本日は『職場の著作権対応100の法則』出版記念イベント、「仕事の『著作権あるある』問題を解決しよう」にご参加いただきまして、ありがとうございます。
著作権の話は、難しいというのもありますが、堅苦しくないお話で、楽しく学べるような時間にしたいと思います。本日はよろしくお願いいたします。
それでは、さっそくですけれども、著者の先生をお呼びしたいと思います。友利昴さんです。
友利昴氏(以下、友利):はい。こんにちは。『職場の著作権対応100の法則』、著者の友利昴と申します。今日はお忙しい中、1時間程度になりますけれども、お耳をお借りできればと思います。どうぞよろしくお願いいたします。
『職場の著作権対応100の法則』(日本能率協会マネジメントセンター)
早瀬:よろしくお願いいたします。それでは友利先生のもう少し細かいプロフィールを、ご案内していきたいと思います。ご説明お願いいたします。
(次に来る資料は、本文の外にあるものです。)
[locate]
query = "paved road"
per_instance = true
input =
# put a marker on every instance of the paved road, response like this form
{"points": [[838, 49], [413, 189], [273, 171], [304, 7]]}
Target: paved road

友利:はい。あらためまして、自己紹介をさせていただきたいと思います。友利昴と申しまして、キャリアとしては、いろんな仕事をさせていただいています。
出版とかエンターテイメント、一般食品など、いろんな業種でこれまで法務、知的財産業務に関わっております。その傍らで、主に知財分野でそうした企業の経験を生かして、著述活動も行っています。そんな感じのキャリアです。
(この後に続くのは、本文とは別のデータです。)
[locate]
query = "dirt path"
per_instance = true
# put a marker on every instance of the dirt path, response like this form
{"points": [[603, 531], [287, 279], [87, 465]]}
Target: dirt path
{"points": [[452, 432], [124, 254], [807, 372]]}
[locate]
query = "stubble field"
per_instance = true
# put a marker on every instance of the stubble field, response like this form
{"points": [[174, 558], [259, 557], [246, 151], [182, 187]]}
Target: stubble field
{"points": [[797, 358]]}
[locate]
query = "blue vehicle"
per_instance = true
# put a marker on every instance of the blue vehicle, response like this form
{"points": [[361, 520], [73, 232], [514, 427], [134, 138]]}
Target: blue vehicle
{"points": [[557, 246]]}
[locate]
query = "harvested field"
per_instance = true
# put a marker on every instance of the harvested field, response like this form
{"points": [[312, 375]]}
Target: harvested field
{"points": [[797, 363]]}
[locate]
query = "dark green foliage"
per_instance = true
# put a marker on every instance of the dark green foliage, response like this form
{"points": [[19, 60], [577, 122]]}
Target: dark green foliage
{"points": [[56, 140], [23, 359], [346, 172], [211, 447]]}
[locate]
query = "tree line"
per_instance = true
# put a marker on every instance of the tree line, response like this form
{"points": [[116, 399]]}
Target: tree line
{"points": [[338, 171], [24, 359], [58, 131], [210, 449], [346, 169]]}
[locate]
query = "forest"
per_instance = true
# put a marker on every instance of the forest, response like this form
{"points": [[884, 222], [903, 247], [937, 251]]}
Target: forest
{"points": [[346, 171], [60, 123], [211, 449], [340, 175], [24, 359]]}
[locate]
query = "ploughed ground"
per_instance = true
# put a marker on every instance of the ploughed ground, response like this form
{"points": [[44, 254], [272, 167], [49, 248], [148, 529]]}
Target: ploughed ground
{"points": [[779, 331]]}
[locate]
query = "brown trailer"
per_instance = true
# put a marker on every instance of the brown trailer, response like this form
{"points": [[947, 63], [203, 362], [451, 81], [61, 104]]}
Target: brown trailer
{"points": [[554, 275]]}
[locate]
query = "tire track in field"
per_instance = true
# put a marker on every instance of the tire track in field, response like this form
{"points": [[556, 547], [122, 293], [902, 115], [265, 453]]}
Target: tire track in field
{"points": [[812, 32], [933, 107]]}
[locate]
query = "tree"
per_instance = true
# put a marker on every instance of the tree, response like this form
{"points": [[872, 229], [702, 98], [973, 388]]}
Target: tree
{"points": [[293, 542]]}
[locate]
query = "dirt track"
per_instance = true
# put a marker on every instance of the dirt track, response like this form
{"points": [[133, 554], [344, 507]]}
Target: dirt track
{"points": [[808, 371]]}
最近の著書としては、『エセ著作権事件簿』、これは早瀬さんも読んでくださったということですけれども。それから、『知財部という仕事』。知財部の仕事の泥くさい部分を、つまびらかにした本です。
それから『オリンピックVS便乗商法』。オリンピックの知財戦略を、批判的に分析している本です。そんな感じの本がたくさんあります。
あとは、日立さん、ソニーさん、メルカリさん、カネカさん、明治さんなど、いろんな企業さんにお邪魔して、知財人材の取材記事なんかも手掛けております。
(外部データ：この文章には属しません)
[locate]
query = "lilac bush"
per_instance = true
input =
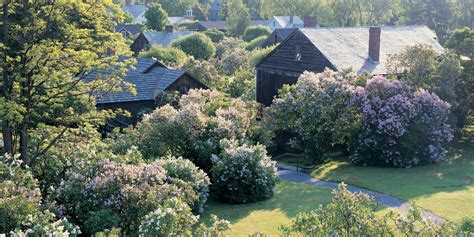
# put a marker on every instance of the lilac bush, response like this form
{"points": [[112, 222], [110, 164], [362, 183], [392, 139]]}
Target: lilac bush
{"points": [[243, 173], [399, 127], [113, 194]]}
友利:講師の仕事も、おかげさまでちょこちょこやらせていただいています。日本弁理士会、発明推進協会、Arts and Law、東京医薬品工業協会、全日本文具協会など、いろいろ公的機関とか、業界団体さんからお声がけいただいて、リアリティのある知財の仕事のお話をさせていただいています。
そんな感じで活動をしていたら今回の企画のお話をいただいて、ちょっと1冊、能率協会さんとお付き合いさせていただいたと。そんな経緯でございます。どうぞよろしくお願いいたします。
早瀬:よろしくお願いいたします。その節は大変お世話になりました。まあ今も、お世話になっている状況ではあるんですけれども。
実は先ほどスライドにも出ていた『エセ著作権事件簿』が、この『職場の著作権対応100の法則』制作のきっかけになっているといういきさつがありまして。ちょっとそのあたりの製作秘話も、ご紹介できればと思います。
私は、日本能率協会マネジメントセンターでは編集者をやっているんですけれども、JMAM出版で、著作物利用の窓口もしております。
具体的には「JMAMで出している本の、こういった部分を使わせてもらえませんか」とか、「YouTubeで本の紹介をさせてくれませんか」とか、そういった問い合わせの窓口をしております。ふだんの編集作業の傍ら、そういったものもやっております。
意外とそういった作業って重いんですね。やはり法律的に解釈が難しいものが来たり。あるいは、「これはちょっと、どう考えても厳しい気がするけれども、どうやって答えると一番角が立たないかなぁ」というコメントを考えたりしていると、わりと時間を食われたりします。
もう少しこのあたりの理解を、自分も深めなきゃいけないし、他の人ももうちょっと知っておいたほうがいいんじゃないかなぁと考えておりました。
そんな時、たまたま、友利さんの『エセ著作権事件簿』という本が書店の棚に置かれているのを見つけて、なんとなく直感で「あ、この本だ!」と引き込まれまして。その場で衝動買いをしました。
早瀬:本としてはわりとお高めで2,000円台とかの、けっこう高い本だったんですけど。それでも「これだ!」という感じで受け取って、さっそく読ませていただいたんです。本当にいろんなものを友利さんが扱われていて、この内容がすごくおもしろくて。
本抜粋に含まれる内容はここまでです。